Cheney: Obama Has Raised The Risk Of Attack On America

Cheney: Obama Has Raised The Risk Of Attack On America

Dick Cheney, in his first television interview since leaving office, didn't shy away from throwing a few haymakers at his White House successors, saying at one point that Barack Obama's policies had raised the risk of a domestic terrorist attack.

"I do," said the former vice president, when asked if President Obama's policies had made the U.S. less safe. "I think those programs were absolutely essential to the success we enjoyed of being able to collect the intelligence that let us defeat all further attempts to launch attacks against the United States since 9/11. I think that's a great success story. It was done legally. It was done in accordance with our constitutional practices and principles. President Obama campaigned against it all across the country. And now he is making some choices that, in my mind, will, in fact, raise the risk to the American people of another attack."

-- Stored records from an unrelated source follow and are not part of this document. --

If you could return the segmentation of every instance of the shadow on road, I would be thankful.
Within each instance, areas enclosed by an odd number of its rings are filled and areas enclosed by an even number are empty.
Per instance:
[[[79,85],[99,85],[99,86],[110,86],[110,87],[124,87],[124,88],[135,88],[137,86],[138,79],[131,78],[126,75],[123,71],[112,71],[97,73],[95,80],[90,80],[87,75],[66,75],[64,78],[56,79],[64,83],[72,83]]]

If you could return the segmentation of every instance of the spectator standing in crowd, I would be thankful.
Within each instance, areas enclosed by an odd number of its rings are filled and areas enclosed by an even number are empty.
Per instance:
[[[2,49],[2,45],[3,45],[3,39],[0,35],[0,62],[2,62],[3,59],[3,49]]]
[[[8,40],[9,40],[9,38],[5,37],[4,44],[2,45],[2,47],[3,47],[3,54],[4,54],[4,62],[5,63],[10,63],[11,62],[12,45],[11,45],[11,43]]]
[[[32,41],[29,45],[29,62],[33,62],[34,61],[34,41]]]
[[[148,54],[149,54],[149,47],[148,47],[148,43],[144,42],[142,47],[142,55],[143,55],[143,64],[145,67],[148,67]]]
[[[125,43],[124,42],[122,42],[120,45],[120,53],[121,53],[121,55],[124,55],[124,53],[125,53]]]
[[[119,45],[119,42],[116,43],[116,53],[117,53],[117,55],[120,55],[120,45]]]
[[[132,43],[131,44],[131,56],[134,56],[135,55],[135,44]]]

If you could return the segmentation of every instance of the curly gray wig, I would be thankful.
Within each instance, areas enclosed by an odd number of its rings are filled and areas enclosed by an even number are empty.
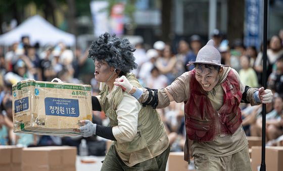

Speaking to CNN's John King, Cheney was referencing the Obama administration's decision to close the detention center at Guantanamo Bay, to strictly outlaw torture and define water boarding as such, and to suspend trials for terrorists by military commission. His comments furthered a line of attack he had made against the president in his first post-office interview with Politico.

Cheney's foreign policy critiques didn't end there. He also whacked the president for appointing Christopher Hill as the country's top diplomat in Iraq.

"He is not the man I would have picked for that post," said Cheney of Hill. "He has none of the skills and talents that Ryan Crocker has."